Can Macroeconomic Volatility Affect Industry Stock Return? A Study of the Banking Industry Using the GARCH Model
Main Article Content
Abstract
This study focused on developing a banking industry index and studying the impact of time-varying macroeconomic risk on the volatility of industry stock returns. The study considers DSE for industry index building and used five macroeconomic risk factors entitled consumer price index (CPI), T-bill rate (TBR), Broad money (M3), the exchange rate (EXCR), and DSE general index (DSEGEN).
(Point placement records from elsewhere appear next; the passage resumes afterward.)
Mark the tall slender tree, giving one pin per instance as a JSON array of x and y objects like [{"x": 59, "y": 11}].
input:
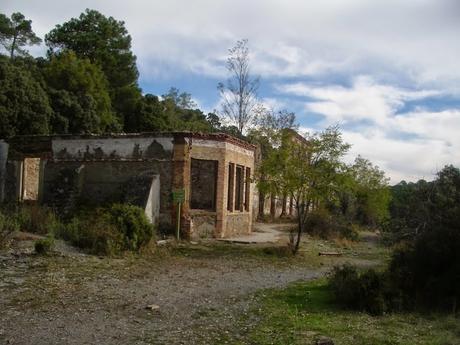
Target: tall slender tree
[{"x": 239, "y": 92}]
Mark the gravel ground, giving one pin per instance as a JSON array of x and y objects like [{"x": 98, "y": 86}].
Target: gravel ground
[{"x": 73, "y": 298}]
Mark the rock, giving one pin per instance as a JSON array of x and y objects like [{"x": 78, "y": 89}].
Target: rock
[
  {"x": 152, "y": 307},
  {"x": 324, "y": 341}
]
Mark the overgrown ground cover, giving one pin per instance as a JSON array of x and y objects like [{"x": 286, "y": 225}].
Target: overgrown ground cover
[
  {"x": 207, "y": 293},
  {"x": 305, "y": 311}
]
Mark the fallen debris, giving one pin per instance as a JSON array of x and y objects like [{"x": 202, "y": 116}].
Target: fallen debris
[
  {"x": 152, "y": 307},
  {"x": 329, "y": 254}
]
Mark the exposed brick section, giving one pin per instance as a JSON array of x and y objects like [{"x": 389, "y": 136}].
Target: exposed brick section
[{"x": 103, "y": 166}]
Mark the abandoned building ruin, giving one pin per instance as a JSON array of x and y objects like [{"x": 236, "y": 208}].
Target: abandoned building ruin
[{"x": 210, "y": 173}]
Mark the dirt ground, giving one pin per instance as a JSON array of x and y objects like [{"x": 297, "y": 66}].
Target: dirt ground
[{"x": 189, "y": 294}]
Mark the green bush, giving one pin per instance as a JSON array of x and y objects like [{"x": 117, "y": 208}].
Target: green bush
[
  {"x": 45, "y": 245},
  {"x": 326, "y": 225},
  {"x": 344, "y": 282},
  {"x": 32, "y": 218},
  {"x": 110, "y": 230},
  {"x": 8, "y": 225},
  {"x": 364, "y": 292},
  {"x": 132, "y": 222}
]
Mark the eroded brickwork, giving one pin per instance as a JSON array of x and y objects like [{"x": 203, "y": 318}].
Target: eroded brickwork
[{"x": 120, "y": 168}]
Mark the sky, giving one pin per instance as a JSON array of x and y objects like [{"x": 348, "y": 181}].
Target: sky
[{"x": 386, "y": 71}]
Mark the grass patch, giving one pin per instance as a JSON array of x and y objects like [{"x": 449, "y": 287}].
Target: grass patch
[{"x": 302, "y": 312}]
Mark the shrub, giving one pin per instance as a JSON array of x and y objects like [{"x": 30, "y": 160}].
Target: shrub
[
  {"x": 109, "y": 231},
  {"x": 344, "y": 282},
  {"x": 132, "y": 222},
  {"x": 365, "y": 292},
  {"x": 45, "y": 245},
  {"x": 325, "y": 225},
  {"x": 33, "y": 218},
  {"x": 8, "y": 225}
]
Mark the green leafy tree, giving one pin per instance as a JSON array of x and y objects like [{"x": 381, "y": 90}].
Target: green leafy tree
[
  {"x": 16, "y": 33},
  {"x": 182, "y": 100},
  {"x": 149, "y": 117},
  {"x": 268, "y": 136},
  {"x": 106, "y": 43},
  {"x": 79, "y": 96},
  {"x": 427, "y": 268},
  {"x": 371, "y": 194},
  {"x": 306, "y": 168},
  {"x": 24, "y": 105}
]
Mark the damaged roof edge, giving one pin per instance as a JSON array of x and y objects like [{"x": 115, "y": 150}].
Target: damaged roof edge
[{"x": 197, "y": 135}]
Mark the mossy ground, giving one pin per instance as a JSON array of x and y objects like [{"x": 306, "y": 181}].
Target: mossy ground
[{"x": 304, "y": 311}]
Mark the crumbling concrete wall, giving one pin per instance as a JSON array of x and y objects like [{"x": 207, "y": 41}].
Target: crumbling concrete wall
[
  {"x": 104, "y": 170},
  {"x": 3, "y": 160}
]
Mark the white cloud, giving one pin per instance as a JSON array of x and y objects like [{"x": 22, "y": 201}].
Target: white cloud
[
  {"x": 416, "y": 38},
  {"x": 410, "y": 145},
  {"x": 386, "y": 44},
  {"x": 364, "y": 100}
]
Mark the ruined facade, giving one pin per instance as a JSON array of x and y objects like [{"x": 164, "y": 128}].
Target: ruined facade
[{"x": 212, "y": 172}]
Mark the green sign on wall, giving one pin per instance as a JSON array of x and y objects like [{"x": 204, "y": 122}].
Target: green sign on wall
[{"x": 178, "y": 196}]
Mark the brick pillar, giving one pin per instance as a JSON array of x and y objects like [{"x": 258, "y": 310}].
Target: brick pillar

To achieve the specific objectives, the authors created an index for Banking sectors that takes into account all of the listed companies in the industry and adjusts for all types of corporate changes (i.e., new listings, deletions, bonus shares, and so on) to produce a clear picture of industry performance. All calculations were carried out utilizing data from 2005 to 2019. Several tests models, including the Augmented Dicky Fuller (ADF) Test and the Generalized Autoregressive Conditional Homoscedasticity (GARCH) Model, have been considered to find linkage evidence between industrial stock returns and macroeconomic conditions to facilitate the implementation of the study. The findings of the study suggest that Consumer Price Index, M3, Exchange rate do not significantly affect banking sectors return volatility, but general index return and T- bill rate is significant here. This study has shed light on how the banking industry performs in the face of various macroeconomic conditions. So, investors will infer whether the banking industry will provide the most benefit or not and how they should act in various portfolios and thus in investment decision-making.